Author: August Clarke
Alberta is coming out of lockdown and students are now back in the classroom, though it’s not clear if schools will go online again if cases increase. Moving back and forth from in-person to online classes is probably stressful, especially if you don’t enjoy online learning. Or perhaps you’ve been taking classes remotely since school started in the fall.
I’ve been doing online school all year at university, so whether you are currently in online school, a hybrid model or are concerned about going back into remote learning, I’m here to tell you that online learning is not as bad as you think. And I have some pretty good tips that will help you get through it.
Tip #1: Keep an agenda
An agenda might be the single most useful thing I’ve owned since I started online school – I’m serious. One thing that’s really tough about online school is that, when you’re at home all the time, time just passes differently. And, odds are, you don’t have a teacher reminding you every day when your next assignment is due. If you make a habit of noting all of your important due dates and all of the things you need to get done in a given day in an agenda, online school gets a whole lot easier. Organization is key: trust me.

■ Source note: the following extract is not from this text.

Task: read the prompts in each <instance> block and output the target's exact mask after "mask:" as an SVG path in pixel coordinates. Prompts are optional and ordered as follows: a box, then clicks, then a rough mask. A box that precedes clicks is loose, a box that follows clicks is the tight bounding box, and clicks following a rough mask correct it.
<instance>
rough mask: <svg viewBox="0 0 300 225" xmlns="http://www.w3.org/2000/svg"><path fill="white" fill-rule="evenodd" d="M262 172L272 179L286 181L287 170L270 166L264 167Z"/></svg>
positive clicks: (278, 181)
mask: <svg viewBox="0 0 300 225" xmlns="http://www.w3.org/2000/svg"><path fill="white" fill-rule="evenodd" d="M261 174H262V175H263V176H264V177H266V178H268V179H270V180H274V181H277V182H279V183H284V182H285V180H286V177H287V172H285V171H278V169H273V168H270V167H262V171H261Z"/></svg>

Tip #2: Mimic your school routine
With online school comes a lot of flexibility, which can be a good thing or a bad thing. My advice for you is to try and mimic your regular routine as much as possible. That means going to bed at the same time as usual and waking up at the same time – regardless of whether you have to. If you usually have math from 12:30 to 2:00, try to work on it during that same time period, even if your classes are asynchronous. It’s also important to carve out times for breaks when you would have them, like lunch. Maintaining a similar routine tends to help me focus when I’m working at home!

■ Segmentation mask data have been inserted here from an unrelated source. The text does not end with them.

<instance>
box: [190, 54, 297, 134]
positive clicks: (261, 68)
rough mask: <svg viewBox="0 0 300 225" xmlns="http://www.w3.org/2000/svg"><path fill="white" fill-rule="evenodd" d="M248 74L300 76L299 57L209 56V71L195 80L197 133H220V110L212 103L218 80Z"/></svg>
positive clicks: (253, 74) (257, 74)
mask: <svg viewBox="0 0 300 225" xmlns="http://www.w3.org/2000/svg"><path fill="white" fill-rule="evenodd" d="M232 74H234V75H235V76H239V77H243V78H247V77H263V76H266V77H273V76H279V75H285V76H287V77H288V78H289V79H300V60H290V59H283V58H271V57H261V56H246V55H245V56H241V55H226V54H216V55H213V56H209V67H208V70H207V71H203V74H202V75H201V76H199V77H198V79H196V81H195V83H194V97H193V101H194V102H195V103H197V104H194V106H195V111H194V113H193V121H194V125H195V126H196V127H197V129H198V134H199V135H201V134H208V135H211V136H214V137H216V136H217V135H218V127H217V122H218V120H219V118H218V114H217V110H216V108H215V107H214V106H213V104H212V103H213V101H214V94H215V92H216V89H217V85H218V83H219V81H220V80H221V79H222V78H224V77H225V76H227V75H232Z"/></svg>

Tip #3: Create Zoom study groups
If you are used to working with your peers a lot, try to mimic that by using a platform like Zoom. Even if you can’t be together in person, sometimes working through a problem over call rather than text helps a lot.

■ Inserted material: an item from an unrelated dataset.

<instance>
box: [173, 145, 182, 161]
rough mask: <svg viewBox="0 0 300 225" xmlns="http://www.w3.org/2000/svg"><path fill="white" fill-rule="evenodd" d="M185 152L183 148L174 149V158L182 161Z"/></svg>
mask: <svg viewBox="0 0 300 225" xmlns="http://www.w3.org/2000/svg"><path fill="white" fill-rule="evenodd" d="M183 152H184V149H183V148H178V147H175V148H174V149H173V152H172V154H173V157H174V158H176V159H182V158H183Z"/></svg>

Tip #4: Set boundaries for “study” spaces and “leisure” spaces
If possible, it’s a good idea to set aside a space where you can work on school and a separate place for down-time. That way, when you’re in your study space you can train your brain to recognize that it is time to focus. One challenge with working from home, however, is that this isn’t always possible. If you are in a busy household and don’t have a private space to work, I recommend trying to work with your family to set aside a time for quiet hours so that you have a set period of time where you know you’ll be able to focus.
Tip #5: Reach out to your teachers sooner rather than later
If you have a question or are struggling with a concept, I highly recommend shooting your teacher an email with your question or to set up a tutorial time (if they do that) so that you can work out your problem. The thing with online school is that communication tends to take a little bit longer than if you were directly in front of each other, so it’s always a good idea to reach out to your teachers as soon as possible.
I hope that these tips are useful to you! While online school can be intimidating, I promise it’s not actually as bad as seems. It’s impossible for things to feel completely normal when you’re not physically in the classroom, but these tips are good starting point to lighten the load and help things feel a little bit more normal.